Washington senator: Seattle is ‘prime target’ for N. Korea
Washington State Senator Mark Miloscia doesn’t want to wait until tensions rise even further to plan for an attack from North Korea.
“It’s looking like it’s becoming a real threat that North Korea can possibly launch a nuclear weapon at us,” Miloscia told KIRO Radio’s Dori Monson. “So we need to make sure our planning is up to date.”
“The Northwest and Seattle would be a prime target, along with California or Oregon; different than say Guam or Hawaii,” he said.

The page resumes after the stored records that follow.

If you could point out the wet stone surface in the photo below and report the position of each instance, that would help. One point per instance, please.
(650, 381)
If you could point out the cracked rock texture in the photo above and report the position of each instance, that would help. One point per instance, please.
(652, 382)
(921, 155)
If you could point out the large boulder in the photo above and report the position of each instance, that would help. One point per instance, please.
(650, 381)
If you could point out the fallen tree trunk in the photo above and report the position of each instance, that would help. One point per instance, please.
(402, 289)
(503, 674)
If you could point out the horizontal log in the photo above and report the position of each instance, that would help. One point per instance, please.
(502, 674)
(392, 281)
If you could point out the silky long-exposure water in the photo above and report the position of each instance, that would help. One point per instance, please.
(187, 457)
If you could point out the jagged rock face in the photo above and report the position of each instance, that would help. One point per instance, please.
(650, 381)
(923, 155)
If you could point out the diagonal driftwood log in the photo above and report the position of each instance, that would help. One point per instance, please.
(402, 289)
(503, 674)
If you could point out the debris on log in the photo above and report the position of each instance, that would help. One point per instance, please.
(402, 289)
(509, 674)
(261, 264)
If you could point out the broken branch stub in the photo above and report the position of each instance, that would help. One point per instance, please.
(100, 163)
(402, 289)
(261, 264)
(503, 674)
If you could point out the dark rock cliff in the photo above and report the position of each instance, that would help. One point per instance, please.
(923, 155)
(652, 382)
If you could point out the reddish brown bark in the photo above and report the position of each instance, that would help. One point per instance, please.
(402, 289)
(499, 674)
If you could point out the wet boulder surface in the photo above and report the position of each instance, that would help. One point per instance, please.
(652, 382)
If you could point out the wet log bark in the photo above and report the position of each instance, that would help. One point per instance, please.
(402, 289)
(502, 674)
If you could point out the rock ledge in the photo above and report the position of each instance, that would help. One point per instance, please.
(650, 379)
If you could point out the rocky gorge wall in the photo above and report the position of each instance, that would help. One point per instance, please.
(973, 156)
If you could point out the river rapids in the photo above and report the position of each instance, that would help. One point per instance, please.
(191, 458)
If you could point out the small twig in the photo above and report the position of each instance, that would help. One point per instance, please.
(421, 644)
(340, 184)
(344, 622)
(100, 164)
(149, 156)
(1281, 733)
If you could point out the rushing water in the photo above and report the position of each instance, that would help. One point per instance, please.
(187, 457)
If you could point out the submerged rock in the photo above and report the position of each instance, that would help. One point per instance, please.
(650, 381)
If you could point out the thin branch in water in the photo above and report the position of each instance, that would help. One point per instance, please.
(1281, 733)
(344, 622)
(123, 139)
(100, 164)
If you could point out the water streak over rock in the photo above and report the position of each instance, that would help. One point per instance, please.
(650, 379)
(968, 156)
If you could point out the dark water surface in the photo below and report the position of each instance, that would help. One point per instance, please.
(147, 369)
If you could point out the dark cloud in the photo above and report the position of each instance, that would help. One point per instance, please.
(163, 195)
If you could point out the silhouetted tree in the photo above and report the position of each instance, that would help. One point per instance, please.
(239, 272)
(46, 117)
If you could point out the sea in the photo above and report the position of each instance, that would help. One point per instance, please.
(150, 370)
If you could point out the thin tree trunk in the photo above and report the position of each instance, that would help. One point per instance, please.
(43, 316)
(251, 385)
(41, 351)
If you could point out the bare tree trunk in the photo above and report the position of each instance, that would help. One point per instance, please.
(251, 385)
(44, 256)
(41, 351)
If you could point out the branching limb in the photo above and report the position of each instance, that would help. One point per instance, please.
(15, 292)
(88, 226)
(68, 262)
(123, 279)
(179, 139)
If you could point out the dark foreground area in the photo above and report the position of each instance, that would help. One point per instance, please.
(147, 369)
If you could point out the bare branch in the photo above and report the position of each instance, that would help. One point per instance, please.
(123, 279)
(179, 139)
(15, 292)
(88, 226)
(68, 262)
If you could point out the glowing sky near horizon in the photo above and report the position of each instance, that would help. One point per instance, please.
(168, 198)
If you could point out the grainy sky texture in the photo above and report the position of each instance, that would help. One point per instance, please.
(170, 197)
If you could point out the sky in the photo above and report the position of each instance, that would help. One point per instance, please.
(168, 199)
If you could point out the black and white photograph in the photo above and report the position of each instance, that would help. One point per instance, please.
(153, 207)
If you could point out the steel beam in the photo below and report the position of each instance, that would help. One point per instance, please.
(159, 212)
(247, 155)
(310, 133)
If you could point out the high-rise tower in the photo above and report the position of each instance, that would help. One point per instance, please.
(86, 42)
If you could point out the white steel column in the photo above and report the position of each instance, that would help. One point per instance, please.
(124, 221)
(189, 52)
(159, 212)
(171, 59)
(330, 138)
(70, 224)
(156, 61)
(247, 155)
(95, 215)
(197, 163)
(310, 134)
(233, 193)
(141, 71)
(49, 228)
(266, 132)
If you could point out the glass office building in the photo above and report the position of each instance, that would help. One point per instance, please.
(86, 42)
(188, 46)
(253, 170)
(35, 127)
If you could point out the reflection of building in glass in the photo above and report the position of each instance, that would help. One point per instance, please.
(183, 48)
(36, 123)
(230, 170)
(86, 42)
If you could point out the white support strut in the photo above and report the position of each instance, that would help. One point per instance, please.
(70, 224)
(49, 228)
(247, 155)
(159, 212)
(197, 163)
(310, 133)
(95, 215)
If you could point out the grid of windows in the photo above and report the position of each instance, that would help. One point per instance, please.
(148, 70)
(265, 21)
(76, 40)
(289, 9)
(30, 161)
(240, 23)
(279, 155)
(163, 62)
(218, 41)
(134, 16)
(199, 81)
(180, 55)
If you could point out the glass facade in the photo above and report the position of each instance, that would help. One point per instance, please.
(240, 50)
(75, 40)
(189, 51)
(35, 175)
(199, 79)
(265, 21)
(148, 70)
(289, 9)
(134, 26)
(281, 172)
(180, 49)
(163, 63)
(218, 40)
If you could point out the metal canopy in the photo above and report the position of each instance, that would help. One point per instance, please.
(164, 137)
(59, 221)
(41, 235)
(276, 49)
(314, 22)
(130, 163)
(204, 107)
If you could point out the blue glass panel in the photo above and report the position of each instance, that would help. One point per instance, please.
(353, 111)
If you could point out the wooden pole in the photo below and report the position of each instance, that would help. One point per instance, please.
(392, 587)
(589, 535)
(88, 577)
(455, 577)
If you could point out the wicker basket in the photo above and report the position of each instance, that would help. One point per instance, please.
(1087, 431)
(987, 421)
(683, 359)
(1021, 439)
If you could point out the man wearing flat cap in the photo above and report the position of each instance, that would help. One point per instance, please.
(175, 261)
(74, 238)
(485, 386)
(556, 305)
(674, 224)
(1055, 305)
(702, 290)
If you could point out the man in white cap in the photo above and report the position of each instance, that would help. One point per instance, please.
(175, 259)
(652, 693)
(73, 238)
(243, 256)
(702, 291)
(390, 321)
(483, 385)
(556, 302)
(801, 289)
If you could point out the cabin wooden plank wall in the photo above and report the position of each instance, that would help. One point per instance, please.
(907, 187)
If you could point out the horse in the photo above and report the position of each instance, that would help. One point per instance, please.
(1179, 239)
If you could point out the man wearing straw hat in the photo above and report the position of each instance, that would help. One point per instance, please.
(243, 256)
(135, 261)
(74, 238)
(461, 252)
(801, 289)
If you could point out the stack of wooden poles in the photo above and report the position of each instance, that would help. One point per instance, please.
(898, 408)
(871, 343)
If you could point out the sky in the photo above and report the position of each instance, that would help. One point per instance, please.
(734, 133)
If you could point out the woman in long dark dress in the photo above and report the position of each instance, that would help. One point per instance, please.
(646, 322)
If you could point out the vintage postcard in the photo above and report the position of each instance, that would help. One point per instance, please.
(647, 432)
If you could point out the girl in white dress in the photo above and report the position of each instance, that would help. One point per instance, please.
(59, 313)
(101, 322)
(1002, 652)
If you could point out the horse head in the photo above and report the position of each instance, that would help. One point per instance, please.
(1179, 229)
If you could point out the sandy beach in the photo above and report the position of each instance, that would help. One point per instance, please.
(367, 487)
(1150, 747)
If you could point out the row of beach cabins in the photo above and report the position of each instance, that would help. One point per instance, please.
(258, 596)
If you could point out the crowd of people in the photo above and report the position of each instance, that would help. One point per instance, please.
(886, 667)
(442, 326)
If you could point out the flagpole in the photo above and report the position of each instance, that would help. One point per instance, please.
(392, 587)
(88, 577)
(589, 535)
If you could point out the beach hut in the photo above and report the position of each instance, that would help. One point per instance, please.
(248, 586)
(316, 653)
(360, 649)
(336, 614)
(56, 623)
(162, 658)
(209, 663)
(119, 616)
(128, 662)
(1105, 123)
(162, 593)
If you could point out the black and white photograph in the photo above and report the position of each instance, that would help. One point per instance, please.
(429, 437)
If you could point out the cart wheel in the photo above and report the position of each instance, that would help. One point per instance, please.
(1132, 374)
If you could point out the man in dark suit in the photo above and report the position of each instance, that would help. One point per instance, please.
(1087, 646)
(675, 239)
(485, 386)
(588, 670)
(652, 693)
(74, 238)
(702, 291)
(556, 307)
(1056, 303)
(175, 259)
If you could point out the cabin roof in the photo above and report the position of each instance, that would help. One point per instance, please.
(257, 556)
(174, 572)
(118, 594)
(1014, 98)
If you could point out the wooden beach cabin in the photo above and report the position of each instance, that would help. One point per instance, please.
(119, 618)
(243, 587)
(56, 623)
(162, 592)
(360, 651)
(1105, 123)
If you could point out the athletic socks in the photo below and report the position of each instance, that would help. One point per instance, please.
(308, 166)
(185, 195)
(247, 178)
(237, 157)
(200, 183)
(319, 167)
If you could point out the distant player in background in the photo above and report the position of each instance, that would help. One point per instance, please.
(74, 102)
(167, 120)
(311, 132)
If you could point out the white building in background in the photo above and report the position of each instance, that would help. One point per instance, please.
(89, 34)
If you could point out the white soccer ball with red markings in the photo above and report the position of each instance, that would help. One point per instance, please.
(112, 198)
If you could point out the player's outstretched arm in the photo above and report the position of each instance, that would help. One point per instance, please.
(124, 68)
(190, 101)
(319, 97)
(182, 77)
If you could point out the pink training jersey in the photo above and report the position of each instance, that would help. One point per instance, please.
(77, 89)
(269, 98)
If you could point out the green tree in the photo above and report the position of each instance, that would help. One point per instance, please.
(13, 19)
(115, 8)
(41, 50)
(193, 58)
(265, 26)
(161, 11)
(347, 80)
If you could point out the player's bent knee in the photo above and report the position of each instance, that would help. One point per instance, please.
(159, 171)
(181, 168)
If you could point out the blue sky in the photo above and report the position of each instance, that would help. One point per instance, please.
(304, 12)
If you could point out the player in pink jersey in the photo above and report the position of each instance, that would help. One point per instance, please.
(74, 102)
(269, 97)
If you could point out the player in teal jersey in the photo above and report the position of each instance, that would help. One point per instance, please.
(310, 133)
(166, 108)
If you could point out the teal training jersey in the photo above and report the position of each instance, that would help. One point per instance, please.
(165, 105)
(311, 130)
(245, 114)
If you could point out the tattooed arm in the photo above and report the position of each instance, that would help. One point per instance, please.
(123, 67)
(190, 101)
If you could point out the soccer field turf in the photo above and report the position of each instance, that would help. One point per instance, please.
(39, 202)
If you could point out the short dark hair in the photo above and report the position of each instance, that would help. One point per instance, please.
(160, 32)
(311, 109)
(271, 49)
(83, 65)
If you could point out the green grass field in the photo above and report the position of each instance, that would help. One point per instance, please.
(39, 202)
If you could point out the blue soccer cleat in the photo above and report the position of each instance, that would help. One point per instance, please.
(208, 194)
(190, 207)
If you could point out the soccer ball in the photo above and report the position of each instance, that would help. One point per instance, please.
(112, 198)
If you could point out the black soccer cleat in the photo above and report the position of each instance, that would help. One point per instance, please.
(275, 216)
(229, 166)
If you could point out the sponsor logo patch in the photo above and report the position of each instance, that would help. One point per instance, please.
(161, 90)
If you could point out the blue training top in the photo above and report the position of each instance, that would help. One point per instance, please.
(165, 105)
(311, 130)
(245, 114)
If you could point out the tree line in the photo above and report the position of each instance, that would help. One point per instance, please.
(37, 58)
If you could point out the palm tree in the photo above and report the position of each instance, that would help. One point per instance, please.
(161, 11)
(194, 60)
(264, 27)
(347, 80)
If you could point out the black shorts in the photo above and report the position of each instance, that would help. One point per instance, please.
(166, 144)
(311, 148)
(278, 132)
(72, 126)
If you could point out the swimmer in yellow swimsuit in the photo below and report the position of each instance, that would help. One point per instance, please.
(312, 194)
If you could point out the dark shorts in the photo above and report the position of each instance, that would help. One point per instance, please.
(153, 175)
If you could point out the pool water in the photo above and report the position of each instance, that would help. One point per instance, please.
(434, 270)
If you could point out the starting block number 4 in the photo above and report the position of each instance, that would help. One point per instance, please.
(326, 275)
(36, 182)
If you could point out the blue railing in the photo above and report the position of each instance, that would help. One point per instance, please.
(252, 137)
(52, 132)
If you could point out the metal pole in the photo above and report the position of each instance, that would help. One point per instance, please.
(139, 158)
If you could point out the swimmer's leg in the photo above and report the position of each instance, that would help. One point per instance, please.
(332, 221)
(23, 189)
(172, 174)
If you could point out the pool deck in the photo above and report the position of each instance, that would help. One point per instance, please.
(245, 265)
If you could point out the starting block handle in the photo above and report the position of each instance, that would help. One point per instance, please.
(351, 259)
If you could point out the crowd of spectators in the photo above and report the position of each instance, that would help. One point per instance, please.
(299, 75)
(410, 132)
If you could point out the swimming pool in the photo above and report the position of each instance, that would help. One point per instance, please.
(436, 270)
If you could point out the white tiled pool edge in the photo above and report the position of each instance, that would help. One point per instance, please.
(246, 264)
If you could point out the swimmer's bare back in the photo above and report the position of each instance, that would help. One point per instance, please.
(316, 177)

Miloscia was once a military pilot flying B-52 bombers during the Cold War; some carried nuclear weapons, he said. He was recently quoted in The Sun saying that the threat of North Korea launching nuclear weapons at the Northwest is very real. But Washington is not prepared. He said the threat is the same for all of the West Coast.
“The threat to the Northwest is not imminent today, but it’s approaching the day in the not-too-distance future when it could be a threat to Seattle and Washington state,” he said. “Not today. Maybe three years out it is. There’s a threat … we need to start planning right now.”
“For the last six months, the dictator running North Korea has been making some outrageous threats, plus the upgrades to their missile systems and their nuclear weapons,” Miloscia said. “It is time for our state to get rid of its prohibition to planning for an evacuation for nuclear war.”
Miloscia notes that in the early ’80s, the Washington state Legislature passed a law banning any preparation for a nuclear strike in the Northwest. He said there was a thought that planning for it would encourage it. So he is co-sponsoring a bill with Senator Davie Frockt to get plans in order.
“If we need to suddenly evacuate Seattle or King County, how would we do that?” Miloscia said. “How would we move all those people out? I hope we plan for that, as opposed to when you see all those people escaping hurricanes getting stuck on the road. If he’s really serious about hitting Seattle, then I think we should plan on how we would evacuate.”
“We don’t have much of a capability of stopping a missile once it reaches outer space … if they do manage to do a successful launch and get it past whatever missile defense we have around North Korea, the odds of it actually hitting us are pretty good,” he said. “… today, all we could do is watch it land. Those missiles are going ten times the speed of sound, so there’s really no capability to shoot it down once it starts coming here.”